We also found that the extracellular domain of Tim‐1 is released from PCNSL cells, and soluble Tim‐1 is detected in the CSF of PCNSL according to disease activity. An increased IL‐10/IL‐6 ratio in the CSF is known to be useful for the diagnosis of PCNSL, but it is often difficult to measure accurately in clinical practice because of its instability. The half‐life of Tim‐1 is longer than that of IL‐10 (about 6 h vs 1–2.6 h) 46, 47, 48, and it can be a more clinically applicable biomarker, although further examination is required. In contrast, serum Tim‐1 levels varied among healthy controls irrespective of renal function in our preliminary analysis, and it did not seem to be useful as a biomarker.

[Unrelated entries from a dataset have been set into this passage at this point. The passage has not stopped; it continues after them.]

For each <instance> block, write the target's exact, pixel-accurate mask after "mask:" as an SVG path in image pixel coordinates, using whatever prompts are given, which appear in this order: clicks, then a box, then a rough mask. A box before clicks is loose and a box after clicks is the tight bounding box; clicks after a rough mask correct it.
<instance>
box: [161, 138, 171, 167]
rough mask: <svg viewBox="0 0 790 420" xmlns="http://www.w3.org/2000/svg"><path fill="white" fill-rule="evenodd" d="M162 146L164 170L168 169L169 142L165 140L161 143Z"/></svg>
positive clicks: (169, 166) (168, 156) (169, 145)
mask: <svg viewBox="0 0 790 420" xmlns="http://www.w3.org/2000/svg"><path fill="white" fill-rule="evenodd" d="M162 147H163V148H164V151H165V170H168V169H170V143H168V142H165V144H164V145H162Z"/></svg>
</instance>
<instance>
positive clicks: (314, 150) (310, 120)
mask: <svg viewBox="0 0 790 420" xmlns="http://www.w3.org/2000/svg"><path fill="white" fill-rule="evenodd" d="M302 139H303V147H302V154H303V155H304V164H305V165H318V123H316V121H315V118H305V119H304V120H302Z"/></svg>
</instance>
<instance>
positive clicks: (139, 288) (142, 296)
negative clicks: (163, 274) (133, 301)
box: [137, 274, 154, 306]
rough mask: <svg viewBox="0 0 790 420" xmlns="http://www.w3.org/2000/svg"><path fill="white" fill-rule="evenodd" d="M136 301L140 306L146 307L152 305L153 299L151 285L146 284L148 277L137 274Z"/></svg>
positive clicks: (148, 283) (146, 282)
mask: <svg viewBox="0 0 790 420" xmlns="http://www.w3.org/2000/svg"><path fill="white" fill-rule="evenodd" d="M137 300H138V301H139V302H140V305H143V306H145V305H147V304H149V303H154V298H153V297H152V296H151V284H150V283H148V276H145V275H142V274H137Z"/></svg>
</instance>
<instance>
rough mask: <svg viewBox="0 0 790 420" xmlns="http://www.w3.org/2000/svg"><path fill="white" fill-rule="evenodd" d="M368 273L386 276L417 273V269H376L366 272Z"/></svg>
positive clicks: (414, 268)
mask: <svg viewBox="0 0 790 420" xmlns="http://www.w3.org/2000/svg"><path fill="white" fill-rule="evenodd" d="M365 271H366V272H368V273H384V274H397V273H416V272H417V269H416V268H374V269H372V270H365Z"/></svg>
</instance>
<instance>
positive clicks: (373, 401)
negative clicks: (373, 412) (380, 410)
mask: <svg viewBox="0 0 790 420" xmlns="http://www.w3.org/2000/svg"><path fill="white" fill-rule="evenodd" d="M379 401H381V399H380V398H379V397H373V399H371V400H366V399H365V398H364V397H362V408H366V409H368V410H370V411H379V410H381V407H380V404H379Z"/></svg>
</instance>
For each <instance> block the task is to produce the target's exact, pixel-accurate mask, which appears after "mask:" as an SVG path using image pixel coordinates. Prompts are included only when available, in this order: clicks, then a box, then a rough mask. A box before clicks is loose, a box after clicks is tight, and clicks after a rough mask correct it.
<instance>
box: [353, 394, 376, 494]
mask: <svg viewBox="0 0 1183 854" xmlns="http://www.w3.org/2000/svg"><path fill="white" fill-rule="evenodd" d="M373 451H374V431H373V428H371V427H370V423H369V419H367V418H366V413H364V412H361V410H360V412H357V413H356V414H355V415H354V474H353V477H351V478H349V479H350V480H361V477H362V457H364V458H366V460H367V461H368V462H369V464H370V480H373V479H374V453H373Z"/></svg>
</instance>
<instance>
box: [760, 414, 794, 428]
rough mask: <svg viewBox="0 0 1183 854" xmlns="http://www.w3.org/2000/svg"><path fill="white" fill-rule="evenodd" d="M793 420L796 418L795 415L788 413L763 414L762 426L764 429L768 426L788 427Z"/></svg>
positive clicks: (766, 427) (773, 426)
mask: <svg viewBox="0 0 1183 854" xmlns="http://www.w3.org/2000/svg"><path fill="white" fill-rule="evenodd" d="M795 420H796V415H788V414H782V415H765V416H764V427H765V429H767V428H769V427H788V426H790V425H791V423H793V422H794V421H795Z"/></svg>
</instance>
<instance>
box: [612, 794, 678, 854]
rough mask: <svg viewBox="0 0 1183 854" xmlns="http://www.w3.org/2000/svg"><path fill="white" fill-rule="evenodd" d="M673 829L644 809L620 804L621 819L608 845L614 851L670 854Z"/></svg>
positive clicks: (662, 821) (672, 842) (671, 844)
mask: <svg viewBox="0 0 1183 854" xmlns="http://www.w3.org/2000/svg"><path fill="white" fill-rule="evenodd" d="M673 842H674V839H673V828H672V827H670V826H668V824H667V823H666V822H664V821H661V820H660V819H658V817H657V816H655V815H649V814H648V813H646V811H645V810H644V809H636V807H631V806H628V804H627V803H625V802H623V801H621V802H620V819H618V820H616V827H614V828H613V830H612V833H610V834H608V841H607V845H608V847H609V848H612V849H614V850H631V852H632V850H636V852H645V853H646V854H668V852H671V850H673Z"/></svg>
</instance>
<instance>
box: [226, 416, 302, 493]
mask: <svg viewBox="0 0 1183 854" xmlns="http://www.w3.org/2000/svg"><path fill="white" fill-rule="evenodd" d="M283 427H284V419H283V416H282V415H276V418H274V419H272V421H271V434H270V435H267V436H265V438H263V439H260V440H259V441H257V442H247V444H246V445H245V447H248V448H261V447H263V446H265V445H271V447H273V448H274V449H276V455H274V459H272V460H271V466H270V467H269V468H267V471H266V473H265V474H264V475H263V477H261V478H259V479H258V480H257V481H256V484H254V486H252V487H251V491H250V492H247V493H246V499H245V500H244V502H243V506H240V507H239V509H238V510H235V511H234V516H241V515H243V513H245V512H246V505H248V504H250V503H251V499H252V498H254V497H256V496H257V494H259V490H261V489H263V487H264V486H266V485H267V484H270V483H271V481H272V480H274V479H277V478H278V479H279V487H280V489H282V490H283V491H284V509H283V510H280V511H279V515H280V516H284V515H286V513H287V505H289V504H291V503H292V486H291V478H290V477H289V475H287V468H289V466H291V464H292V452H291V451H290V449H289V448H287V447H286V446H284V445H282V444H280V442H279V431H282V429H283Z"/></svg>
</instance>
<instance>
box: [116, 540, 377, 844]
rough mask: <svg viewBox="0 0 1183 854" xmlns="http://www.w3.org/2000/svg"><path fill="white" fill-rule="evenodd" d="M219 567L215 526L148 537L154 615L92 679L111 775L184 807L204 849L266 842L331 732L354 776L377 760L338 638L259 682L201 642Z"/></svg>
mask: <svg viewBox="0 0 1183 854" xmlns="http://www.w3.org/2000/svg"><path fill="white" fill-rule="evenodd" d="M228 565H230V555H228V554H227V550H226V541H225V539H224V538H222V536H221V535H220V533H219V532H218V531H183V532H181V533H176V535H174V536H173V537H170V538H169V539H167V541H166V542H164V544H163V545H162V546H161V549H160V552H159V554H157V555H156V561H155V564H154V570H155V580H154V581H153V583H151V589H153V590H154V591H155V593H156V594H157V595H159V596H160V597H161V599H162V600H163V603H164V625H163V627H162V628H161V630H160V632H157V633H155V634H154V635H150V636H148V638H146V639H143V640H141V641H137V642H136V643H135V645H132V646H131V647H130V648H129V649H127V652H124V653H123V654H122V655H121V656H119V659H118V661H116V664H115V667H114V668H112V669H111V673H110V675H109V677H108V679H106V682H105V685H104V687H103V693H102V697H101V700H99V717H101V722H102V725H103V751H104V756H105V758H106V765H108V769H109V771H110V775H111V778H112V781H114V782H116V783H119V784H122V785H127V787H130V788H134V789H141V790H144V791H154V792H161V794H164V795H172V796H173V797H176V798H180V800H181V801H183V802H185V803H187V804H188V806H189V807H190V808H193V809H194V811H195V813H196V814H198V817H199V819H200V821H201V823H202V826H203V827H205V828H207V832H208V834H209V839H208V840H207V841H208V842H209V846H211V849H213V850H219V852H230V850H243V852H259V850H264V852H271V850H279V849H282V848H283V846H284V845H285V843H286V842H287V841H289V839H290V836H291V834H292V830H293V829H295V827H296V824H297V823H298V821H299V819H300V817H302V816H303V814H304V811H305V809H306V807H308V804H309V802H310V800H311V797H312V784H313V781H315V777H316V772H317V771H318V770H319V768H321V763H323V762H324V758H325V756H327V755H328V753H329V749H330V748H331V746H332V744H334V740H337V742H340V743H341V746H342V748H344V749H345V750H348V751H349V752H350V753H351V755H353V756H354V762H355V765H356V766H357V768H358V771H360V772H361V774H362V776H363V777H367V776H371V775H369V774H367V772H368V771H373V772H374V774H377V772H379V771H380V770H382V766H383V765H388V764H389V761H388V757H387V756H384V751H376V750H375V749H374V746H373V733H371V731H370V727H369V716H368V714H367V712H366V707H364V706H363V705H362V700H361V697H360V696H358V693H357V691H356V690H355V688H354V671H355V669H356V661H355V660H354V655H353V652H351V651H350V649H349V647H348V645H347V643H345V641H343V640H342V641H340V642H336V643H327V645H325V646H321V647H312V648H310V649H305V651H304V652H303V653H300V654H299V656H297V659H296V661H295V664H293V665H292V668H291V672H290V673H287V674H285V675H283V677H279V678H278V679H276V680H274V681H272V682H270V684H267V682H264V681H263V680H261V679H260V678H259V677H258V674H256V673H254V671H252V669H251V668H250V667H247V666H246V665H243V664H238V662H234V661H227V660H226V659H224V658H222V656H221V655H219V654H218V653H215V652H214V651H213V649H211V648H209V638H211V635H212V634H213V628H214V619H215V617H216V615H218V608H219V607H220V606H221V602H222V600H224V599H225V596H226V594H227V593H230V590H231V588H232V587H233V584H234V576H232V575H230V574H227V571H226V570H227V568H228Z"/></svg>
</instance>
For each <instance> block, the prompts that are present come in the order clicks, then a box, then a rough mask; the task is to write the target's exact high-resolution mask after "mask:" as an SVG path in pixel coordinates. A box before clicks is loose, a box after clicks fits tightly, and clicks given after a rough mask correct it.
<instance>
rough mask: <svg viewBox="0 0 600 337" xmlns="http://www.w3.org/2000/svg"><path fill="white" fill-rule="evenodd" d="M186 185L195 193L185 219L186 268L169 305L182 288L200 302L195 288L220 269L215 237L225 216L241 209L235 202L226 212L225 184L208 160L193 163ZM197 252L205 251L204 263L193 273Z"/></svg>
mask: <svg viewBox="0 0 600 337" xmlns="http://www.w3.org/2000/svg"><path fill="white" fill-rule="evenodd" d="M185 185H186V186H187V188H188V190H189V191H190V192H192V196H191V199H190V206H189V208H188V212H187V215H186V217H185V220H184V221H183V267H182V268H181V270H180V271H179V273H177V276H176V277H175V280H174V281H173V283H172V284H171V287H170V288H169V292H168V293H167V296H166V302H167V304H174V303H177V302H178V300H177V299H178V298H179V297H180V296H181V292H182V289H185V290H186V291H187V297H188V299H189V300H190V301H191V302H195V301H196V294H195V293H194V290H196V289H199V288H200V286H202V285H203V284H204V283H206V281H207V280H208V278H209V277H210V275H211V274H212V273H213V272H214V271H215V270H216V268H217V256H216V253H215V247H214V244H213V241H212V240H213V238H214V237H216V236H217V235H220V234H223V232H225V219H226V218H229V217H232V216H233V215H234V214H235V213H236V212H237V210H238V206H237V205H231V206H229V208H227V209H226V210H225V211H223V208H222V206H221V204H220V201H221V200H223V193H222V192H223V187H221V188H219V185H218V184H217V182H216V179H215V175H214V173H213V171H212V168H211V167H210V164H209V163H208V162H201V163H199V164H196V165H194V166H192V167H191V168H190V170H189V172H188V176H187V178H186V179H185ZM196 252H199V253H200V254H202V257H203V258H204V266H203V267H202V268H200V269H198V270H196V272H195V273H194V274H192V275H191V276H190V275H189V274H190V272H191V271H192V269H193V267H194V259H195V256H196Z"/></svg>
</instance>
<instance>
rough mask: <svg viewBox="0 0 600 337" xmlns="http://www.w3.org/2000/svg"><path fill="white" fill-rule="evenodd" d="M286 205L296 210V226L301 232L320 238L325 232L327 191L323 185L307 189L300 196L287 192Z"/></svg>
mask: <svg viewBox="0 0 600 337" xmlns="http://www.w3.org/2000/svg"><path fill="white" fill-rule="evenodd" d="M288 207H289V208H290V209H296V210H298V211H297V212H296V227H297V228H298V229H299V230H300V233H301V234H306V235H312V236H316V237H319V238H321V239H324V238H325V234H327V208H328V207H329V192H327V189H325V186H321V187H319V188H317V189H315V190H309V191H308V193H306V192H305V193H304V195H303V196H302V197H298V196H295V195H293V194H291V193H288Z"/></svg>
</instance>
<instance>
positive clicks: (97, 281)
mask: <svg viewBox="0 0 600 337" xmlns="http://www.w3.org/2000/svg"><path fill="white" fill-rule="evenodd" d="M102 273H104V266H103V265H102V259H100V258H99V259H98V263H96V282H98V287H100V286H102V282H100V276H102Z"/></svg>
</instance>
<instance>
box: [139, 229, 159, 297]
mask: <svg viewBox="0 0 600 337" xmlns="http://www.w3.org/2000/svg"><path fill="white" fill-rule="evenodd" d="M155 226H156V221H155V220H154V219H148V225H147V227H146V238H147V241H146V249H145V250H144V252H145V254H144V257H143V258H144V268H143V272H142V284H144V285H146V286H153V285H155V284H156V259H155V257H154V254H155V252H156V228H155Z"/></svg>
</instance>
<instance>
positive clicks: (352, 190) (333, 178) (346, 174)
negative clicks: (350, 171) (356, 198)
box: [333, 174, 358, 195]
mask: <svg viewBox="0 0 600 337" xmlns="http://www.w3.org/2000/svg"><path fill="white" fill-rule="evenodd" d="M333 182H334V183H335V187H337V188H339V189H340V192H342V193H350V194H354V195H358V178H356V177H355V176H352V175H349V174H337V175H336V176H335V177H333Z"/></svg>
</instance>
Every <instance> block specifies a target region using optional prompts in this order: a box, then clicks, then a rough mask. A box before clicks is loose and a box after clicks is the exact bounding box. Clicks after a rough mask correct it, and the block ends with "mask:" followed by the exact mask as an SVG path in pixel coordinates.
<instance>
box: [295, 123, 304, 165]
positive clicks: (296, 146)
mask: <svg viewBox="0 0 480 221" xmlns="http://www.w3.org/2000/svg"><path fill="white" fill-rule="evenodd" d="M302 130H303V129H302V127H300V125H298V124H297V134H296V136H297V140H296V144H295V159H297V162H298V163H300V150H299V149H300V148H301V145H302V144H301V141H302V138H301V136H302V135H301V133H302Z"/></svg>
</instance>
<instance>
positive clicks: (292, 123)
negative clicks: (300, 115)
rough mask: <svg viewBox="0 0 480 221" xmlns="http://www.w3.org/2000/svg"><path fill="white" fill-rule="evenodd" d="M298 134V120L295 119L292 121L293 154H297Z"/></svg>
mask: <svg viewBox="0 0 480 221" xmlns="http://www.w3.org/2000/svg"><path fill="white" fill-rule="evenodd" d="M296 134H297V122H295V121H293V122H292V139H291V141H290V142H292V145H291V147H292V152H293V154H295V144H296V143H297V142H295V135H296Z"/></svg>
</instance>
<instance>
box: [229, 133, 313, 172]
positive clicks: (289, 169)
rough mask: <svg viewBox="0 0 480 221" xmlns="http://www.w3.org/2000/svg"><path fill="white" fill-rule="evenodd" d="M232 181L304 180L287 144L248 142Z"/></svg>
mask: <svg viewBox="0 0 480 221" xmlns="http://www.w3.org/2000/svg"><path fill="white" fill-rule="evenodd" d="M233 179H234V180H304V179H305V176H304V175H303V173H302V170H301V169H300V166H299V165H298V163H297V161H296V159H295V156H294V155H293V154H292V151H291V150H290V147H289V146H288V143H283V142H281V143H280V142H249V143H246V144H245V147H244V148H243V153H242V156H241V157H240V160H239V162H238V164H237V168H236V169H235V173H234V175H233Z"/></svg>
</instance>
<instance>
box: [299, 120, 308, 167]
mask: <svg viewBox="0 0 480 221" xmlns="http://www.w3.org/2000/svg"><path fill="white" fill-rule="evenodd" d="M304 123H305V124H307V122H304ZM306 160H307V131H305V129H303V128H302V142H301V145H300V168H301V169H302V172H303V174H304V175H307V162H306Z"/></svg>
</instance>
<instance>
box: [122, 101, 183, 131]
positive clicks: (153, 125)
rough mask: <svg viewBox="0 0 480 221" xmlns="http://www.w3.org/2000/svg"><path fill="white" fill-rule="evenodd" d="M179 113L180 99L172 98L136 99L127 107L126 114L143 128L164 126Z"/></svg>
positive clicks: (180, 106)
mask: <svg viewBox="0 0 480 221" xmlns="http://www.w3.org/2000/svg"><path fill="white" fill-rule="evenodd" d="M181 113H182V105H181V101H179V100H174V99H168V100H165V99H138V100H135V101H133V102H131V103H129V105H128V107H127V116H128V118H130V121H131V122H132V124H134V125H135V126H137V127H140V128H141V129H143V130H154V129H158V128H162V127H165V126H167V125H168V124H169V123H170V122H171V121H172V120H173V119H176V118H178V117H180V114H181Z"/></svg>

In summary, we found that Tim‐1 is characteristically expressed in PCNSL. In addition to its potential usefulness as a clinical biomarker, Tim‐1 is expected to be a key molecule for the better understanding and improved clinical management of PCNSL.

Conflicts of Interest

The authors have no financial conflicts of interest to disclose with regard to this report.

Acknowledgments

We thank Dr. Yoshiki Arakawa, Department of Neurosurgery, Kyoto University, and Dr. Masakazu Fujimoto and Mr. Masahiro Hirata, Department of Diagnostic Pathology, Kyoto University Hospital, for their assistance in this study. This work was supported in part by grants‐in‐aid from the Japan Society for the Promotion of Science (24591391, 15K09474). No financial interest/relationships with financial interest relating to the topic of this article have been declared.